Aquaculture is the fastest growing sector of the world food economy but has proceeded way in advance of environmental and public health safeguards. So much so that aquaculture and farmed fish products represent a global threat to both the marine environment and consumer safety. Sea cage salmon farming in particular presents insurmountable environmental problems in terms of mass escapes, the spread of infectious diseases, parasite infestation, the reliance upon toxic chemicals and contamination of the seabed. Government inquiries in Canada and Scotland have focused public attention and NGO reports in Chile, the United States, Ireland, Canada and Scotland have all raised awareness. Any industry which is reliant upon a fast-diminishing fisheries resource to fuel its own expansion and which discharges untreated contaminated wastes directly into the sea affecting other coastal users is hardly sustainable. In so many ways, the phrase 'sustainable salmon farming' is an oxymoron.
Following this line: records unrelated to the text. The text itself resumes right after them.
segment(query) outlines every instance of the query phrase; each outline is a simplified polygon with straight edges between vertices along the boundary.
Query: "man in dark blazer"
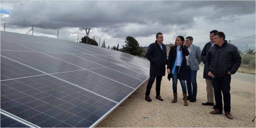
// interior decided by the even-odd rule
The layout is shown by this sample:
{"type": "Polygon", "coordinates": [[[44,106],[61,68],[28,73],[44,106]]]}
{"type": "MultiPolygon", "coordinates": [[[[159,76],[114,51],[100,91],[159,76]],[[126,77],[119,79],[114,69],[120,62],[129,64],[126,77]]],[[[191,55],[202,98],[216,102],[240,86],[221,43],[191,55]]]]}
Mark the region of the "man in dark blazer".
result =
{"type": "Polygon", "coordinates": [[[148,102],[152,101],[149,97],[150,90],[155,79],[156,77],[156,98],[163,101],[164,100],[160,96],[160,87],[163,76],[165,75],[165,65],[167,64],[166,47],[164,44],[163,34],[159,32],[156,36],[156,40],[155,43],[149,45],[146,57],[150,62],[149,79],[147,86],[145,99],[148,102]]]}
{"type": "Polygon", "coordinates": [[[188,95],[187,100],[190,100],[189,102],[191,102],[196,101],[196,94],[197,93],[196,74],[197,70],[199,70],[199,64],[202,61],[200,48],[193,44],[193,38],[190,36],[186,38],[186,45],[189,52],[189,55],[186,56],[187,68],[186,81],[188,95]]]}
{"type": "MultiPolygon", "coordinates": [[[[210,40],[211,41],[207,43],[204,47],[204,49],[201,53],[202,61],[205,64],[206,60],[206,55],[209,49],[214,45],[213,42],[214,34],[218,32],[218,31],[214,30],[210,32],[210,40]]],[[[207,102],[202,103],[202,104],[204,105],[214,106],[213,109],[216,108],[216,106],[214,105],[214,94],[213,92],[213,87],[212,84],[211,79],[212,78],[208,75],[208,73],[205,70],[205,66],[204,68],[203,78],[205,79],[206,83],[206,91],[207,91],[207,102]]]]}

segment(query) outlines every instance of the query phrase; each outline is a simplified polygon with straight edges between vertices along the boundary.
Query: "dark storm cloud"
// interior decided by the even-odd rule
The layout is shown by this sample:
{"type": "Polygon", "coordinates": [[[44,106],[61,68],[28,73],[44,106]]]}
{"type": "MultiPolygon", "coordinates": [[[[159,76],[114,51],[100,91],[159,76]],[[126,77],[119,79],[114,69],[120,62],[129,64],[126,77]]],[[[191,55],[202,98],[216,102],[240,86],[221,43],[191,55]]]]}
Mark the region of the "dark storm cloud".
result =
{"type": "Polygon", "coordinates": [[[170,33],[174,28],[184,30],[195,24],[195,17],[232,22],[239,20],[240,16],[255,13],[255,1],[1,1],[1,3],[14,6],[9,16],[2,17],[1,22],[53,30],[97,28],[114,38],[148,37],[156,31],[170,33]]]}

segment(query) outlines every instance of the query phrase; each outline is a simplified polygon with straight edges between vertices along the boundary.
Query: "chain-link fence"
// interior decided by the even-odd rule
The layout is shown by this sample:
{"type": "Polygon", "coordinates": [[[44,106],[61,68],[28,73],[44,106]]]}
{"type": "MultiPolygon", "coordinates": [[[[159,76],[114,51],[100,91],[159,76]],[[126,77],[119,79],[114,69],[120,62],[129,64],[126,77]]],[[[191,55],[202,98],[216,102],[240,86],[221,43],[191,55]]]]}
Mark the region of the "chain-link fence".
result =
{"type": "Polygon", "coordinates": [[[229,41],[237,47],[242,64],[237,72],[231,76],[230,91],[255,96],[255,35],[229,41]]]}

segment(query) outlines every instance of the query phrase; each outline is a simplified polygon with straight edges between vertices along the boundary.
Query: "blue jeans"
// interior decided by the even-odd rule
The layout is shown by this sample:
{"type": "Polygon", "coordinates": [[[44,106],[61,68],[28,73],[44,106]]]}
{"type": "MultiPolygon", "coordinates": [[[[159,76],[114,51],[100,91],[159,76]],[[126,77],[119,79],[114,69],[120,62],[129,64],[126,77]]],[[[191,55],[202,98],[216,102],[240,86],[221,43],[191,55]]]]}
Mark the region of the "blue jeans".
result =
{"type": "Polygon", "coordinates": [[[196,83],[196,73],[197,71],[191,70],[190,67],[187,66],[187,87],[188,88],[188,96],[192,98],[196,98],[196,94],[197,93],[197,83],[196,83]],[[191,83],[192,86],[191,86],[191,83]],[[192,87],[193,89],[192,90],[192,87]]]}
{"type": "MultiPolygon", "coordinates": [[[[180,66],[176,66],[175,67],[174,74],[171,73],[172,78],[172,90],[174,93],[177,93],[177,84],[178,84],[178,75],[179,69],[180,66]]],[[[180,80],[180,84],[181,85],[181,88],[183,94],[187,94],[187,87],[186,86],[186,83],[185,80],[180,80]]]]}

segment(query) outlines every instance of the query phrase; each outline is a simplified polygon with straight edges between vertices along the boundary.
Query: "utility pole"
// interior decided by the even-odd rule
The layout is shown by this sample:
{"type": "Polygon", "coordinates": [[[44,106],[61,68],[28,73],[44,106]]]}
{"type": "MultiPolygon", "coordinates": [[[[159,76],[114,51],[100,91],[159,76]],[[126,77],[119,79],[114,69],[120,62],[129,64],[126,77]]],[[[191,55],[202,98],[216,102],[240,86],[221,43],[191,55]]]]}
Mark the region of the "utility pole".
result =
{"type": "Polygon", "coordinates": [[[87,39],[86,40],[86,44],[88,44],[88,43],[89,43],[89,39],[88,38],[89,37],[89,32],[90,32],[90,30],[91,29],[92,29],[92,28],[83,28],[84,29],[85,29],[85,31],[86,32],[86,35],[87,35],[87,39]],[[88,32],[87,32],[87,29],[88,29],[88,32]]]}

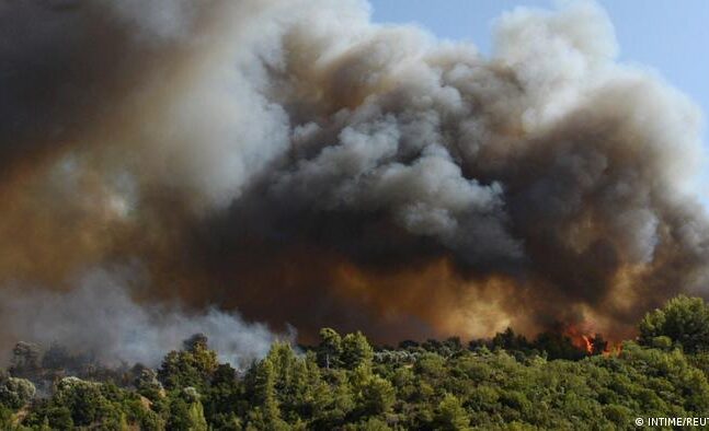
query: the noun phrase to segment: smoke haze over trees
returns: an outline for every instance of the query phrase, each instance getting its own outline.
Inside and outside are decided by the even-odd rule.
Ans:
[[[362,333],[324,328],[317,345],[275,342],[238,369],[202,334],[156,368],[102,369],[19,343],[0,373],[0,427],[634,430],[636,418],[698,419],[709,408],[707,315],[704,300],[677,296],[645,315],[638,341],[611,350],[512,329],[467,346],[453,337],[373,348]]]
[[[619,339],[705,295],[697,107],[616,62],[593,2],[494,32],[483,57],[357,0],[3,2],[0,345]]]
From family to factory fish farming:
Sea cage fish farming has ushered in a new era of resource exploitation which is both irresponsible and unsustainable. As fish have become privatised, the last two decades has seen a fundamental shift away from 'family' towards 'factory' fish farming and a marked transition from a capture to a culture economy. In 1984 aquaculture accounted for only 8% of fisheries production leaping to ca. 25% in 2001 and by 2020 aquaculture is predicted to have overtaken capture fisheries. This is already the case for salmon where farmed production was 1.1 million tonnes in 2000 compared to a wild catch of 723,000 tonnes. World salmon farming production is predicted to double to over 2 million tonnes in 2010 (in 1996 it was 600,000 tonnes and only 50,000 tonnes in 1985). Global expansion has been fuelled by fewer but larger companies. In 2000, the 30 largest salmon farming companies in the world achieved a total production of 666,300 tonnes (expected to rise to 959,000 tonnes in 2001), accounting for ca. 60% of the world's total farmed salmon production. Nutreco is the world number one with Cermaq, Fjord Seafood and Domstein merging in May 2002 to become the second largest. Such is the stranglehold of multinationals that four companies now control over 80% of the world's salmon feed market. Intrafish describes the situation as "almost incestuous with so many merger talks and buyouts in the global aquaculture industry". Nutreco, in particular, has been heavily criticised with strikes in Chile last year, a 15% fall in its share price following reports of high levels of dioxins in farmed salmon in January 2001 and the subject of an 'Earth Alarm' investigation by Milieudefensie (Friends of the Earth Netherlands). The ecological footprint is now so large that salmon farming is far too big for its boots.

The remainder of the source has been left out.